American military scholar and professor (1802–1871)

William Holms Chambers Bartlett (September 10, 1804 – February 11, 1893) was an American military engineer
and educator, notable as a founding member of the National Academy of Sciences.

==Biography==
Bartlett was born in Pennsylvania, but moved as an infant to Missouri. He had little formal
education prior to his appointment to West Point by Senator Thomas H. Benton in 1822.
He graduated at the head of his class as a second lieutenant in the Corps of Engineers in 1826, and remained at West Point for two years afterwards to serve as an Assistant Professor of Engineering.

Bartlett was an expert in the construction of fortifications and was a principal in the
construction of Fort Monroe, Virginia, in 1828; and of Fort Adams, Newport, Rhode Island, 1829–1832.
In 1836, he became professor of natural and experimental philosophy at West Point, where he
continued to teach until retiring from active service in 1871. His oil portrait from that year by
Robert Walter Weir is reproduced in West Point's digital art collection.

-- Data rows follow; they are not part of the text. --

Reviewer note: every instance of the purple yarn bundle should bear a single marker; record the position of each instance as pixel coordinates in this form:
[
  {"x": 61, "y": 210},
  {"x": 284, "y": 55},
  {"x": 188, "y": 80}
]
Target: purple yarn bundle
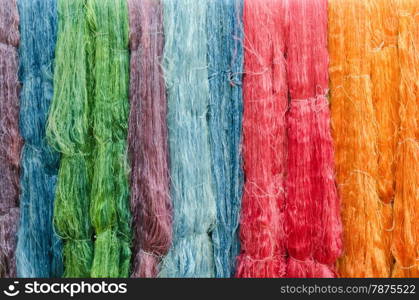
[
  {"x": 10, "y": 140},
  {"x": 147, "y": 139}
]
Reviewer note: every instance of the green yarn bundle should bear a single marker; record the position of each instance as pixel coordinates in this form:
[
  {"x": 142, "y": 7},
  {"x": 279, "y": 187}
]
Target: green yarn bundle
[
  {"x": 109, "y": 211},
  {"x": 68, "y": 131}
]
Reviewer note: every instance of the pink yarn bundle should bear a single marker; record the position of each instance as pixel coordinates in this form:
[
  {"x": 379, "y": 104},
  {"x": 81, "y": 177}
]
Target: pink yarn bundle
[
  {"x": 312, "y": 216},
  {"x": 264, "y": 145}
]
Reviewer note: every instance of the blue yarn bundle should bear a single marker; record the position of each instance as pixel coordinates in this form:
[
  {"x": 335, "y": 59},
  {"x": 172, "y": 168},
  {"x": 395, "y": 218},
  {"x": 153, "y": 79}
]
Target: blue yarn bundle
[
  {"x": 38, "y": 252},
  {"x": 186, "y": 75},
  {"x": 225, "y": 61}
]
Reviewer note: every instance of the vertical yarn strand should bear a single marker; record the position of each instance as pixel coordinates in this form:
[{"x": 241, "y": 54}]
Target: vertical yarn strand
[
  {"x": 225, "y": 63},
  {"x": 405, "y": 248},
  {"x": 147, "y": 137},
  {"x": 38, "y": 252},
  {"x": 10, "y": 140},
  {"x": 109, "y": 210},
  {"x": 186, "y": 75},
  {"x": 265, "y": 98},
  {"x": 312, "y": 214},
  {"x": 68, "y": 133}
]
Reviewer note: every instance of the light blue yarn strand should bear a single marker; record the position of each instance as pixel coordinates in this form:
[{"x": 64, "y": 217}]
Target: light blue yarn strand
[
  {"x": 38, "y": 252},
  {"x": 186, "y": 74},
  {"x": 225, "y": 61}
]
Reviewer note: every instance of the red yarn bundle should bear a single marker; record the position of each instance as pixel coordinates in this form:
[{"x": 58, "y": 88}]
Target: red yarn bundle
[
  {"x": 10, "y": 140},
  {"x": 264, "y": 141},
  {"x": 147, "y": 139},
  {"x": 312, "y": 217}
]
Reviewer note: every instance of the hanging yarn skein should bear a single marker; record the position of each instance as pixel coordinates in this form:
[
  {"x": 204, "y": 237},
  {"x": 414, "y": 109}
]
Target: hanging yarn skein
[
  {"x": 147, "y": 139},
  {"x": 265, "y": 98},
  {"x": 225, "y": 68},
  {"x": 385, "y": 80},
  {"x": 10, "y": 140},
  {"x": 186, "y": 76},
  {"x": 68, "y": 132},
  {"x": 109, "y": 211},
  {"x": 355, "y": 131},
  {"x": 38, "y": 252},
  {"x": 405, "y": 238},
  {"x": 312, "y": 214}
]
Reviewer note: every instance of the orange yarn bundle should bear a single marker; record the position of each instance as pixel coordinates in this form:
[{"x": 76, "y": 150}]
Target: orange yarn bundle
[
  {"x": 355, "y": 130},
  {"x": 405, "y": 243}
]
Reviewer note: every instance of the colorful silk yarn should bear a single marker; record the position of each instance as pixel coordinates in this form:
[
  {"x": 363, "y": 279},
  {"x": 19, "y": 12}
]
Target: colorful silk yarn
[
  {"x": 265, "y": 98},
  {"x": 10, "y": 139},
  {"x": 68, "y": 132},
  {"x": 312, "y": 211},
  {"x": 38, "y": 252},
  {"x": 405, "y": 236},
  {"x": 225, "y": 68},
  {"x": 109, "y": 207},
  {"x": 186, "y": 75},
  {"x": 147, "y": 139},
  {"x": 364, "y": 215}
]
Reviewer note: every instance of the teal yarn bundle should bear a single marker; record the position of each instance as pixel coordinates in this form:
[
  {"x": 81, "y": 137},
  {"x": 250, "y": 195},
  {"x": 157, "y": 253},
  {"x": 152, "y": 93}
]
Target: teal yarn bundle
[
  {"x": 38, "y": 252},
  {"x": 110, "y": 209},
  {"x": 69, "y": 132},
  {"x": 225, "y": 68},
  {"x": 186, "y": 75}
]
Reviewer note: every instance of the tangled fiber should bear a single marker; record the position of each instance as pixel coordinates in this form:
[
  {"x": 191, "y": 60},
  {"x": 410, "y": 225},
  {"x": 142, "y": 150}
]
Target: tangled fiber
[
  {"x": 385, "y": 79},
  {"x": 68, "y": 131},
  {"x": 225, "y": 68},
  {"x": 186, "y": 76},
  {"x": 265, "y": 99},
  {"x": 109, "y": 210},
  {"x": 312, "y": 211},
  {"x": 10, "y": 140},
  {"x": 405, "y": 241},
  {"x": 355, "y": 130},
  {"x": 147, "y": 138},
  {"x": 38, "y": 252}
]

Bartlett received the degree of A. M. from Princeton in 1837; and of LL. D. from Hobart College (Geneva, N. Y.) in 1847. He was a member of the American Academy of Arts and Sciences (Boston) and of
the American Philosophical Society (Philadelphia), and one of the corporators and original members of the National Academy of Sciences in 1863.

After retiring from the Army as a colonel, Bartlett was an actuary for the Mutual Life Insurance Company of New York.